Awang Faroek yang mulai meniti karir dari tangga bawah ini memang mempunyai sahabat dan relasi yang luas dari berbagai kalangan. Tidak sebatas dari kalangan masyarakat bawah, menengah, bahkan menembus level atas, baik di tingkat lokal, nasional maupun global.
“Teman saya memang ada di semua lapisan. Saya berteman ke atas oke, ke tengah oke, bahkan ke bawah juga oke. Sebab, saya tidak membeda-bedakan orang. Dari latar belakang keluarga mana, suku apa dan apa agamanya, termasuk apakah dia itu kaya atau miskin. Semua teman saya anggap sama. Alhamdulillah, dari dulu sampai sekarang, saya tidak ada semacam jurang pembatas (gap) dengan mereka. Itulah mengapa orang seringkali menyebut saya ini pandai bergaul dan cepat akrab dengan siapa saja,” tutur Awang Faroek membuka resep suksesnya dalam berteman sehingga disegani plus disenangi banyak orang.

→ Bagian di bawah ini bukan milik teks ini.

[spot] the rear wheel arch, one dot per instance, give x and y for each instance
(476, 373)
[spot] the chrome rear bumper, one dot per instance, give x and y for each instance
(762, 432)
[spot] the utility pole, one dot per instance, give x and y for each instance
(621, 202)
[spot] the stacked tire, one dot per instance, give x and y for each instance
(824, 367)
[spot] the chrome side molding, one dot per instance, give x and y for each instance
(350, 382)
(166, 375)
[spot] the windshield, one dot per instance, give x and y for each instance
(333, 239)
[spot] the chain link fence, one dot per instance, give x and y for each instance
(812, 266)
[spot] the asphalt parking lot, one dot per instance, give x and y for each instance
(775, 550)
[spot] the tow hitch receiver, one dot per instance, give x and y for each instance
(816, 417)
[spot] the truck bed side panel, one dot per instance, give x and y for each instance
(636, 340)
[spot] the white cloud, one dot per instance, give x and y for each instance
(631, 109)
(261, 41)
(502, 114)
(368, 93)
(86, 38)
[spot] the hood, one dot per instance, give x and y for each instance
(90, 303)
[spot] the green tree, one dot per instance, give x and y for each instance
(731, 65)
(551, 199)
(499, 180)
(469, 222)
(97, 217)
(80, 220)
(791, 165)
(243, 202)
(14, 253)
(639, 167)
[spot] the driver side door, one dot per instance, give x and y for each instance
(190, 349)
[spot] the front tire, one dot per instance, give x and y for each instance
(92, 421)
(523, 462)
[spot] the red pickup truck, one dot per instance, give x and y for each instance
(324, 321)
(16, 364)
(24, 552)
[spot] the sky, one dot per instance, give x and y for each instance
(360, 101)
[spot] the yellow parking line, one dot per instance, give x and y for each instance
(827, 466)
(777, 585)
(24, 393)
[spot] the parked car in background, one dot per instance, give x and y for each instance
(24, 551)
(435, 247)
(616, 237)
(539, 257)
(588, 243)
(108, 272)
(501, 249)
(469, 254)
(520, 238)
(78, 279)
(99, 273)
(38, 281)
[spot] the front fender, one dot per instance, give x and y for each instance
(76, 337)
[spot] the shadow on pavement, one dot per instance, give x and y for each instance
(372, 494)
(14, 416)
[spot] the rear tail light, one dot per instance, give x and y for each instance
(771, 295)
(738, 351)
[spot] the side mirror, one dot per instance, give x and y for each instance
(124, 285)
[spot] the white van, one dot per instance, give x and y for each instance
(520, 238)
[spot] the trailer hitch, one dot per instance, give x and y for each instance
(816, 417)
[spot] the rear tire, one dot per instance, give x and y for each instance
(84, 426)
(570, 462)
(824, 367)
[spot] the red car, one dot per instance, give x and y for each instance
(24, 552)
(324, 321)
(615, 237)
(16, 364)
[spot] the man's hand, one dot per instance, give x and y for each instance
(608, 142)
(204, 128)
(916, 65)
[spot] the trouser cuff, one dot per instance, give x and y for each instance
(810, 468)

Prinsipnya, tambah Awang Faroek, “Dalam hidup ini saya tidak boleh dan tidak akan pernah menyakiti orang lain, biarpun orang itu pernah menyakiti saya. Saya tidak boleh membuat susah orang lain, juga tidak boleh menyulitkan orang lain. Kalau boleh, saya justru akan terus membantu orang lain di kala orang itu meminta bantuan kepada saya. Karena saya akan merasa senang jika bisa membantu orang lain. Tapi, tentunya, bantuan itu harus sesuai dengan kemampuan yang ada pada diri saya.”  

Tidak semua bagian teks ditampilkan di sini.